Manger des sushis sur une femme nue (interdit -18 ans)

Le 15/04/2013 à 17h24 - Culture japonaise

Le nyotaimori est une ancienne tradition de restauration japonaise. Le terme signifie littéralement « le corps décoré d'une femme ». La pratique consiste à servir des sushis sur le corps d'une geisha nue. Les clients viennent picorer de leurs baguettes les sushis disposés sur ce « corps-table ». Autrefois autorisée en Chine, cette expérience y est désormais interdite pour des raisons sanitaires.

Le nyotaimori : l’érotisme culinaire au comble de son raffinement
Autrefois, les geishas pratiquaient le nyotaimori au même titre que la calligraphie ou la cérémonie du thé. L'apprentissage commençait pendant l'enfance jusqu'à seize ans.
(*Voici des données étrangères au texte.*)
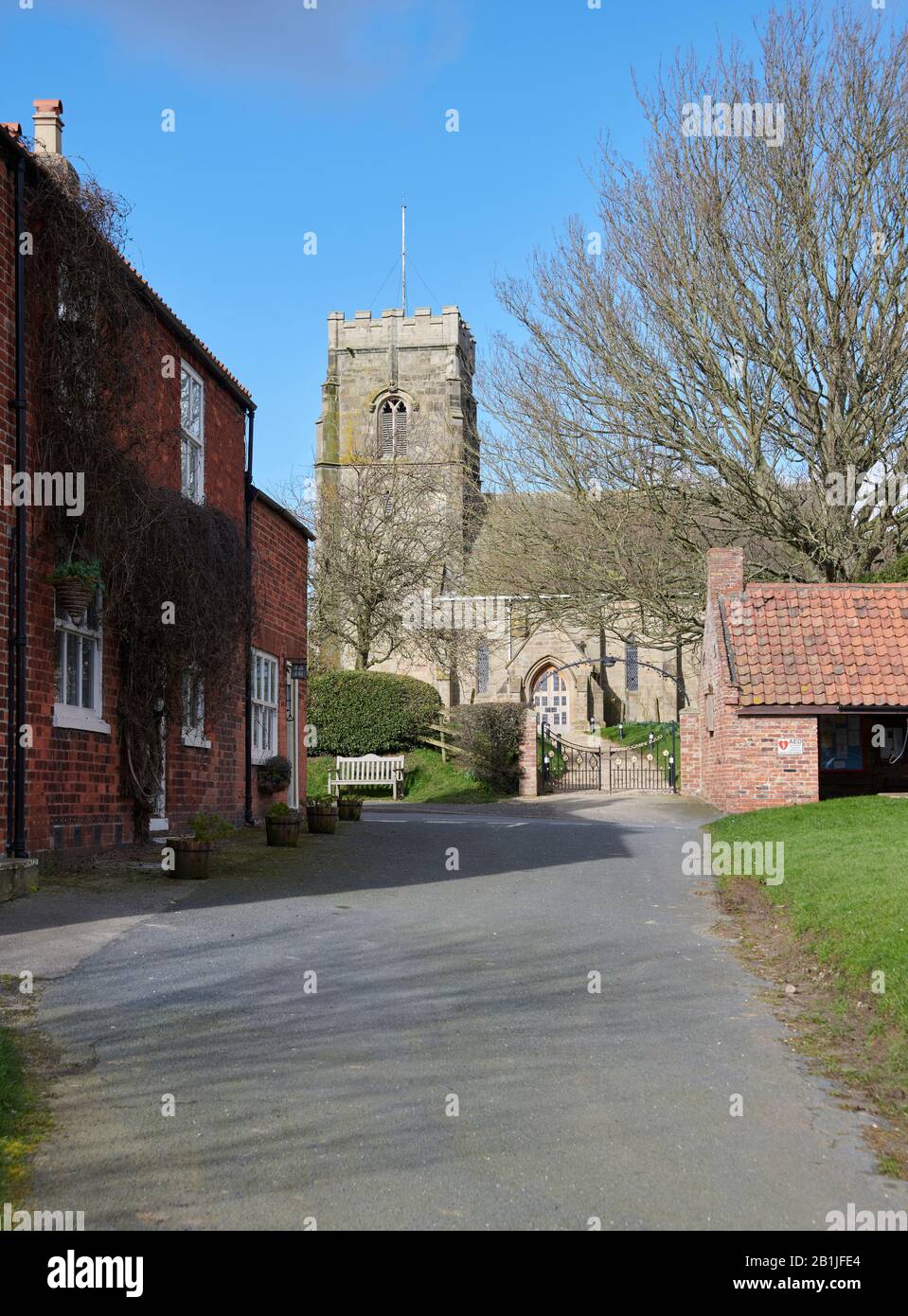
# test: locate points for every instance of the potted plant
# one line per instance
(282, 826)
(192, 853)
(321, 813)
(77, 583)
(274, 774)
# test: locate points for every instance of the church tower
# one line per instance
(399, 388)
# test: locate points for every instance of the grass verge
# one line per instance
(24, 1117)
(836, 931)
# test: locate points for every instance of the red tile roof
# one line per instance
(819, 644)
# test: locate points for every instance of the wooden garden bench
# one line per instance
(367, 770)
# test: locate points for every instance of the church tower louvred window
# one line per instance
(392, 428)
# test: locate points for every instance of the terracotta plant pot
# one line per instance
(321, 817)
(284, 830)
(75, 595)
(192, 857)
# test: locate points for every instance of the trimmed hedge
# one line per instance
(490, 739)
(370, 712)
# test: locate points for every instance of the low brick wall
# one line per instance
(529, 776)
Pendant l'entraînement six oeufs de poule sont disposés en différents points du corps de l'apprentie geisha qui reste étendue et figée durant quatre heures sans que les oeufs ne bougent. Des glaçons sont ensuite jetés au hasard sur son corps. Si un seul oeuf glisse, on reprend depuis le début. Cet entraînement permet à la geisha de rester allongée, immobile et sereine, quel que soit le comportement des clients. Par ailleurs, les restaurateurs recrutent des jeunes filles extrêmement patientes. Par exemple, ils ne prennent que des filles appartenant au groupe sanguin A. Selon la tradition japonaise, les personnes de ce type sont sereines. Enfin, la geisha pratiquant le nyotaimori est choisie vierge, car son hymen intact garantit sa pureté intérieure et sa netteté extérieure.
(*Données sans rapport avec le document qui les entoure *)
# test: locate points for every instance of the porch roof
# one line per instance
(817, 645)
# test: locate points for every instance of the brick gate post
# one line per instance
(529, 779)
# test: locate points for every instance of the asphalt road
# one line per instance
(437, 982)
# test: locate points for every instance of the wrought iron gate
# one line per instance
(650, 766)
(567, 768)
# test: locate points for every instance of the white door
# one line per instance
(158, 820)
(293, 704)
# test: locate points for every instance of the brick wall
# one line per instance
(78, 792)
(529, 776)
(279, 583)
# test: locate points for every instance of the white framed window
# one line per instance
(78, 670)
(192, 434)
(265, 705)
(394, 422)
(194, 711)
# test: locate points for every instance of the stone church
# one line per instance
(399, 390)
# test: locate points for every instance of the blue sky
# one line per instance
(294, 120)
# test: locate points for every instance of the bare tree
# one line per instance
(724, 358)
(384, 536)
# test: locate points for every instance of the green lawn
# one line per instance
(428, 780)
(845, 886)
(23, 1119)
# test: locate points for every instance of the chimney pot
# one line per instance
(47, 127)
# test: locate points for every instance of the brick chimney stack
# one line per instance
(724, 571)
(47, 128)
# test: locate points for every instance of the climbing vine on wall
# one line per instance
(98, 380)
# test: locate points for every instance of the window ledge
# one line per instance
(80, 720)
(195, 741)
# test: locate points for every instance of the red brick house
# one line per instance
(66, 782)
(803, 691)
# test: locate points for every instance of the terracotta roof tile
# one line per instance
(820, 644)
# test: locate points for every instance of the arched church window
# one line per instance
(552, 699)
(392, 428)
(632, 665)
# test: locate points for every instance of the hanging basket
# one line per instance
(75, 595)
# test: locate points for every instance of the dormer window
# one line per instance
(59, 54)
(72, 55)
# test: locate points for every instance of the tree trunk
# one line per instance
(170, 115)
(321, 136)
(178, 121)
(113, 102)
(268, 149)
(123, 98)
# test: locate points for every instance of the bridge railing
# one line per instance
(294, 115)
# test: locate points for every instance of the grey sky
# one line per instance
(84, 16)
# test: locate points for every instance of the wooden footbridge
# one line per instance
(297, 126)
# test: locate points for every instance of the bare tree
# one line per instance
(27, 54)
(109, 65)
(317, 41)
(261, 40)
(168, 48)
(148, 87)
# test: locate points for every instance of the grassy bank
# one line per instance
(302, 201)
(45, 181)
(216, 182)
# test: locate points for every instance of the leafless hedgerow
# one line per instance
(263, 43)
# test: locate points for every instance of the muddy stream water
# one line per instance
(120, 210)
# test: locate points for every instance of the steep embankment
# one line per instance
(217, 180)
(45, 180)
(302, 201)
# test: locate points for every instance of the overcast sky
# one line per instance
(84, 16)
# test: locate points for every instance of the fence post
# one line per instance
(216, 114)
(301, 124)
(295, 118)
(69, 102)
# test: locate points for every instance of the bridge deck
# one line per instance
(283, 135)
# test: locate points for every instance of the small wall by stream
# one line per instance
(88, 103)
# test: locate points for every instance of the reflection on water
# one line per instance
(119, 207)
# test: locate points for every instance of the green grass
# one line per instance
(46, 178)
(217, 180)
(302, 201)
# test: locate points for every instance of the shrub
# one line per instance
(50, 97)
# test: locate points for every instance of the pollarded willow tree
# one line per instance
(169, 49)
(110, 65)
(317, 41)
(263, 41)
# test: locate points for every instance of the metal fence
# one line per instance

L’hygiène des « corps-tables »
Quatre-vingt-dix minutes avant de commencer le service, les geishas se livrent à une toilette méticuleuse. Les jambes et les aisselles sont intégralement épilées à la cire et les poils pubiens taillés ou rasés. En effet, les clients exigent des geishas impeccables. Aucun déodorant ou parfum n'est utilisé pour ne pas dénaturer la saveur des sushis.
Le déroulement du repas
Certains clients prennent le repas sur le dos et les fesses de la geisha alors que d’autres se servent sur le devant du corps. Autrefois, les sushis étaient disposés à des endroits précis du corps. Par exemple, l'ikura (oeufs de saumon) était placé sur le cœur. Aujourd'hui, les restaurants ne respectent plus ces exigences et disposent les mets de façon décorative. Il faut également limiter le nombre de sushis pour que le corps de la geisha ne soit pas dissimulé. Les grands poissons tels le tai ou la langouste servent à compléter la décoration. Le sexe et les mamelons sont recouverts de feuilles de vigne et de pétales de fleurs tout comme la chevelure.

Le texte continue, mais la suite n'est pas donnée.